Já vimos o interesse de Bolsonaro em Netanyahu. Qual é a reciprocidade para o israelense então? Bem, o brasileiro é tanto um aliado na ONU, quanto pode tornar-se um parceiro mais próximo economica- e até militarmente. Desta forma, em termos diplomáticos, a trica ultradireitista vota sempre em uníssono quando se trata de qualquer resolução que concirna aos planos de Netanyahu. O Brasil é um país grande e importante na América Latina e tê-lo ao seu lado nesta aliança ultradireitista é um grande ganho para este que pretende se tornar uma espécie de “rei moderno de Israel”.

E desta forma chegamos à principal notícia do momento no Oriente Médio: com o aval de Trump (e do irmãozinho brasileiro ao seu lado lhe dando a mão), um dos maiores passos para a anexação definitiva da Cisjordânia está prestes a ocorrer. Compreendam: isto é uma catástrofe para os palestinos, pois sacramenta de vez a ocupação de suas terras. Mas não é somente isso. Esta ação afeta também toda a região e pode implicar até mesmo no rompimento de acordos de paz entre Israel e alguns países vizinhos. Só mesmo a configuração atual do mundo, com Trump no poder e seus aliados de peso, poderiam permitir que isso ocorresse. É a tempestade perfeita sobre a árida “terra de Deus”.

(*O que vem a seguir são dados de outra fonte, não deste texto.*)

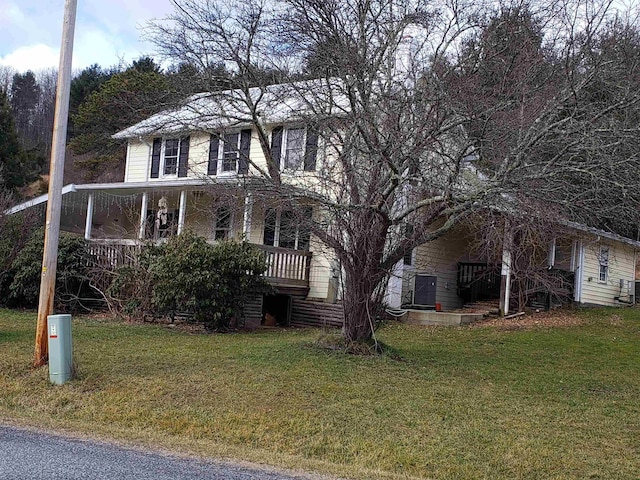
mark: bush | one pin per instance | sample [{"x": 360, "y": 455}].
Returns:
[
  {"x": 72, "y": 285},
  {"x": 130, "y": 293},
  {"x": 209, "y": 281}
]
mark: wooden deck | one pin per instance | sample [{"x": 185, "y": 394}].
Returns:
[{"x": 287, "y": 269}]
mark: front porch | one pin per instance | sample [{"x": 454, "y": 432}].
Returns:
[
  {"x": 117, "y": 220},
  {"x": 287, "y": 270}
]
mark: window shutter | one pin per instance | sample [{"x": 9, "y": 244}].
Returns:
[
  {"x": 311, "y": 150},
  {"x": 155, "y": 157},
  {"x": 184, "y": 157},
  {"x": 276, "y": 145},
  {"x": 212, "y": 169},
  {"x": 245, "y": 144}
]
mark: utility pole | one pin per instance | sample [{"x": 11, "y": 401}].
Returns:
[{"x": 56, "y": 171}]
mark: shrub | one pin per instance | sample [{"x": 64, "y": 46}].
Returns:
[
  {"x": 209, "y": 281},
  {"x": 72, "y": 285},
  {"x": 130, "y": 293}
]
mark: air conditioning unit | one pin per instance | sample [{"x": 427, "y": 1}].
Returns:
[{"x": 424, "y": 290}]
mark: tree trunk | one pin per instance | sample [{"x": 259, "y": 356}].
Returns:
[{"x": 364, "y": 282}]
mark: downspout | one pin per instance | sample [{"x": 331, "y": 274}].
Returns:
[
  {"x": 578, "y": 281},
  {"x": 150, "y": 147}
]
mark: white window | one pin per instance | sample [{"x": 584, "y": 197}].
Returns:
[
  {"x": 293, "y": 148},
  {"x": 170, "y": 157},
  {"x": 230, "y": 153},
  {"x": 283, "y": 228},
  {"x": 222, "y": 223},
  {"x": 604, "y": 264}
]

Vejam, se amanhã o governo netanyahista caísse e – por um milagre – Israel voltasse a ser governado pela Esquerda (como foi por décadas) e as negociações de Paz com os palestinos fossem retomadas e progredissem, como aconteceu na época de Yitzhak Rabin, certamente Bolsonaro não teria absolutamente nenhuma amizade com Israel. E a mesma lógica serve para a relação com os EUA. Se em novembro próximo Biden vencer, veremos uma mudança drástica na relação entre Brasil e EUA. E se Bernie Sanders – para mim o maior político do mundo nas últimas décadas – vencesse, a devoção e a continência de Bolsonaro pelo Tio Sam desapareceria imediatamente.

Por fim, cabe ainda comentar mais uma novidade que surgiu nas últimas semanas: a questão da presença da bandeira palestina em manifestações pró-democracia no Brasil. Primeiramente digo que pessoalmente vejo a presença desta flâmula com ótimos olhos, pois nós judeus progressistas e humanistas somos também ativistas pela causa palestina. Para nós, não há Israel livre, justo e seguro, sem um Estado Palestino livre, justo e seguro. Assim, nestas demonstrações brasileiras, ao lado das bandeiras palestinas, há também sempre representações judaicas, ainda que não empunhando a bandeira israelense. É um erro imenso e um grande desconhecimento de causa pensar que estas bandeiras são antagônicas. O mal uso da flâmula israelense – seja por parte de evangélicos que sequestram símbolos judaicos ou por parte de judeus bolsonaristas – não tem o poder de decretar que Israel e Palestina (ou judeus e árabes) estão cada um em um lado, antidemocrático e democrático. Esta simplesmente não é a realidade destes povos nem no Oriente Médio nem na diáspora.

Em janeiro de 2020, no grande evento do grupo ‘Judias e judeus com Lula’, em São Paulo, (com a presença do próprio Lula, de Haddad, de Gleisi e diversas outras personalidades da Esquerda brasileira), era possível ser vista a bandeira israelense ao lado da palestina na decoração do espaço, feita pelos organizadores do evento.

Enfim, espero que este artigo ajude os brasileiros a compreenderem um pouco mais sobre este complexo cenário. É fundamental que a Esquerda brasileira assimile estes conceitos e compreenda os contextos, para que a verdade supere generalizações, esteriótipos e distorções que levam à intolerância dentro da própria esfera da Resistência no país. A consciência sobre o contexto mundial e uma visão panorâmica sobre temas contemporâneos são essenciais para que não ajamos com a mesma postura racista e ignorante que tanto desprezamos no bolsonarismo, no netanyahismo e no trumpismo.